H & M Hennes & Mauritz Future Earnings Per Share Growth

H & M Hennes & Mauritz Future Earnings Per Share Growth

Risks

What could happen that would invalidate this narrative?
  • The increase in inventory levels and purchasing costs, alongside extended transport lead times, could negatively impact net margins and working capital efficiency.
  • The weaker sales performance in key markets like Northern Europe and the U.S., compounded by geopolitical and macroeconomic uncertainties, poses a risk to overall revenue growth.
  • Continued net closure of physical stores, despite the focus on digital channels and store upgrades, might limit future top-line performance if not carefully managed.
  • The gross profit development and margin were affected by negative external factors, increased markdowns, and investments into customer offerings, which could pressure earnings if such trends continue.
  • The company is vulnerable to changing tariffs and global trade dynamics, especially in the U.S. market, which could impact the cost structure and potentially necessitate price adjustments that affect net profit margins.

Valuation

How have all the factors above been brought together to estimate a fair value?
  • The analysts have a consensus price target of SEK132.958 for H & M Hennes & Mauritz based on their expectations of its future earnings growth, profit margins and other risk factors. However, there is a degree of disagreement amongst analysts, with the most bullish reporting a price target of SEK165.0, and the most bearish reporting a price target of just SEK100.0.
  • In order for you to agree with the analyst's consensus, you'd need to believe that by 2028, revenues will be SEK242.9 billion, earnings will come to SEK14.3 billion, and it would be trading on a PE ratio of 18.1x, assuming you use a discount rate of 6.9%.
  • Given the current share price of SEK142.1, the analyst price target of SEK132.96 is 6.9% lower. The relatively low difference between the current share price and the analyst consensus price target indicates that they believe on average, the company is fairly priced.
  • We always encourage you to reach your own conclusions though. So sense check these analyst numbers against your own assumptions and expectations based on your understanding of the business and what you believe is probable.

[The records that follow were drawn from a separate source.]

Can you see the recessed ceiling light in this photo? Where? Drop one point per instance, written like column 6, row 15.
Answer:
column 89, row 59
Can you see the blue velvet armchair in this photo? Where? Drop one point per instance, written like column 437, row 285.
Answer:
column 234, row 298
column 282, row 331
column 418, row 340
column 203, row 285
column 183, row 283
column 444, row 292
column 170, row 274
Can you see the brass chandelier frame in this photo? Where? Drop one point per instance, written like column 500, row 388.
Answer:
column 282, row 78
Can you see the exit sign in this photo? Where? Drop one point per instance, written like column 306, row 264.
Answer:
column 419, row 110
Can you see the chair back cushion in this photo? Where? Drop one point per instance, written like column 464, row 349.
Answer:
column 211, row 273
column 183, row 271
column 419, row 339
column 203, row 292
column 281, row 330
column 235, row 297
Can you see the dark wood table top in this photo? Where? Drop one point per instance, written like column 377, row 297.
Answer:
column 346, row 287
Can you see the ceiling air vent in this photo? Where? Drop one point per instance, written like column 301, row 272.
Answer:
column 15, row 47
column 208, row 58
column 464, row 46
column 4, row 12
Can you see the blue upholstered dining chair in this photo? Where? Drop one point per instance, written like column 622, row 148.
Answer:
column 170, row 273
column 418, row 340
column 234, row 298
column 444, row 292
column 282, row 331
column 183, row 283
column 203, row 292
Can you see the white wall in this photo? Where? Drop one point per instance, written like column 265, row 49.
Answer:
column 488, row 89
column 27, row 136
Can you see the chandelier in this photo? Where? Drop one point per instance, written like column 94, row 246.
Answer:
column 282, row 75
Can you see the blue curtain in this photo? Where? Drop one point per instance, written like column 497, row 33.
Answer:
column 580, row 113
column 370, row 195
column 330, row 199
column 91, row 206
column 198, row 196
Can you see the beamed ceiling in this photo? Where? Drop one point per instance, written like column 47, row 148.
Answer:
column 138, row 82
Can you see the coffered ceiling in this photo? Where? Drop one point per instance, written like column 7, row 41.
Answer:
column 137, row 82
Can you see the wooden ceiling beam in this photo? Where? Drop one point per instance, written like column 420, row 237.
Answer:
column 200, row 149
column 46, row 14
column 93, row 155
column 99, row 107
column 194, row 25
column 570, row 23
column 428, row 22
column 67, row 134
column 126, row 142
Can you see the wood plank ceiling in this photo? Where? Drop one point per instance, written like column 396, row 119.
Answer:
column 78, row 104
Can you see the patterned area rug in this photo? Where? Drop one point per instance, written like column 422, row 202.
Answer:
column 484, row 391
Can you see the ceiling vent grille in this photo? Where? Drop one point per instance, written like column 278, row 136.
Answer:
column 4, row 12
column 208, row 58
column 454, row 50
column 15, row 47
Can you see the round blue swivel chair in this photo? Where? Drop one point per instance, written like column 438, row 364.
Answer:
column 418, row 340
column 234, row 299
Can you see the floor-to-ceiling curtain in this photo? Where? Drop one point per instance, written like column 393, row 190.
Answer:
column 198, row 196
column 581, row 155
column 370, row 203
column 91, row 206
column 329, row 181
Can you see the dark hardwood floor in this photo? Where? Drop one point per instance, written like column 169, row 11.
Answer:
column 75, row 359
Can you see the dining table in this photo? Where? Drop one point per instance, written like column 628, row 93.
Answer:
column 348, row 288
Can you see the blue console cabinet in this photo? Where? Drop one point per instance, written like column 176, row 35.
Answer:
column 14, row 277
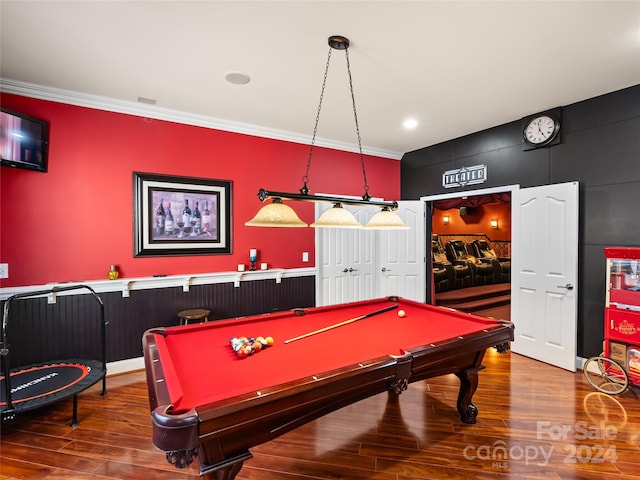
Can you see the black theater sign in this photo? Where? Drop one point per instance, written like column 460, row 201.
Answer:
column 461, row 177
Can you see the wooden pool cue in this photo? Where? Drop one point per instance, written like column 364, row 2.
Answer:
column 341, row 324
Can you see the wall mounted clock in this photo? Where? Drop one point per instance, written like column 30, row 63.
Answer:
column 541, row 129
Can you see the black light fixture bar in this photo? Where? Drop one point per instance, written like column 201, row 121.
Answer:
column 266, row 194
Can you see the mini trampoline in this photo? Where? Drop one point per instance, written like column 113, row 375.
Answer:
column 29, row 387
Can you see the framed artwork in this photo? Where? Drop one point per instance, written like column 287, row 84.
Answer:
column 180, row 215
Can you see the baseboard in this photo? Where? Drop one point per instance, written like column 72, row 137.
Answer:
column 125, row 366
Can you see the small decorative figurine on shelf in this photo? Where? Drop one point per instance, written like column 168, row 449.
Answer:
column 253, row 256
column 113, row 272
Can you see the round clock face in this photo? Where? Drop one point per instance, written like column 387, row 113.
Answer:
column 540, row 130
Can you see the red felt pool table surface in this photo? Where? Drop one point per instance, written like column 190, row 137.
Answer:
column 200, row 366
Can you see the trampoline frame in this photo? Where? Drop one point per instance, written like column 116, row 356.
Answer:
column 10, row 410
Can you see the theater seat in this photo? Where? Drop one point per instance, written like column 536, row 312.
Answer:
column 443, row 272
column 481, row 249
column 483, row 273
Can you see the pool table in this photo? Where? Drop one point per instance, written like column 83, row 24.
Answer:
column 209, row 404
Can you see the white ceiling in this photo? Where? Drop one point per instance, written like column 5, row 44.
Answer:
column 456, row 67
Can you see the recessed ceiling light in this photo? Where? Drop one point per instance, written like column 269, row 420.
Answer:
column 410, row 123
column 237, row 78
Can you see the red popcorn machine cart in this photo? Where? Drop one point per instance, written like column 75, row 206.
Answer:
column 619, row 365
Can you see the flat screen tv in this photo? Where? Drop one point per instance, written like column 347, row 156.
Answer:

How well do narratives help inform your perspective?

Disclaimer

AnalystConsensusTarget is a tool utilizing a Large Language Model (LLM) that ingests data on consensus price targets, forecasted revenue and earnings figures, as well as the transcripts of earnings calls to produce qualitative analysis. The narratives produced by AnalystConsensusTarget are general in nature and are based solely on analyst data and publicly-available material published by the respective companies. These scenarios are not indicative of the company's future performance and are exploratory in nature. Simply Wall St has no position in the company(s) mentioned. Simply Wall St may provide the securities issuer or related entities with website advertising services for a fee, on an arm's length basis. These relationships have no impact on the way we conduct our business, the content we host, or how our content is served to users. The price targets and estimates used are consensus data, and do not constitute a recommendation to buy or sell any stock, and they do not take account of your objectives, or your financial situation. Note that AnalystConsensusTarget's analysis may not factor in the latest price-sensitive company announcements or qualitative material.